The Times

Between Lisbon and Paris

He graduated in painting at the Lisbon Faculty of Fine Arts. After graduating, he went into exile in France, between 1966 and 1975, where he took a master's degree in Art History and worked with various media, from advertising to comics. There he witnessed May 68 at close quarters and the paintings he developed throughout this period are teeming with contrasts and rhythms, impregnated with the pure colours of Pop Art, deeply musical, full of humour, which clash with the Portuguese reality of the time.
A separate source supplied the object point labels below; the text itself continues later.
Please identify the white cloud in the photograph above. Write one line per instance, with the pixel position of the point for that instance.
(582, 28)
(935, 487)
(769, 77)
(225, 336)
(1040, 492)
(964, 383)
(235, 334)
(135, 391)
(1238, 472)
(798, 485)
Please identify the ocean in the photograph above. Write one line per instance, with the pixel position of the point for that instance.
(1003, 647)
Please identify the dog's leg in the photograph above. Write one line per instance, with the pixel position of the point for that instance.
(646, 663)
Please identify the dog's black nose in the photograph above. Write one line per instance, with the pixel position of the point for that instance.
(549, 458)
A deep abyss separates these works from the portrait of his college friend Gina Azevedo - one of the women most tortured by the PIDE - painted in 1963, still in a sombre Portugal.

Returning to Leiria

On his return to Portugal in 1975 he saw a country in conflict with itself, both in the political field and with its own territory undergoing a rapid and chaotic process of urbanisation. It was in this context that Jorge Estrela, together with a group of friends, tried to awaken the people's consciences and create a critical sense through the exhibition O Saque da Cidade de Leiria, in 1977. Shortly after, he had a fundamental role in the defence of the Sant’Ana Market, an exemplary work of Ernesto Korrodi, whose demolition was even approved, so that a modern building could appear in its place. This would be like a second death of this place, after the demolition of the old convent, but this time times were different and more favourable to other battles, fought in the press, where he was a assiduous chronicler, with a careful writing and a refined sense of humour.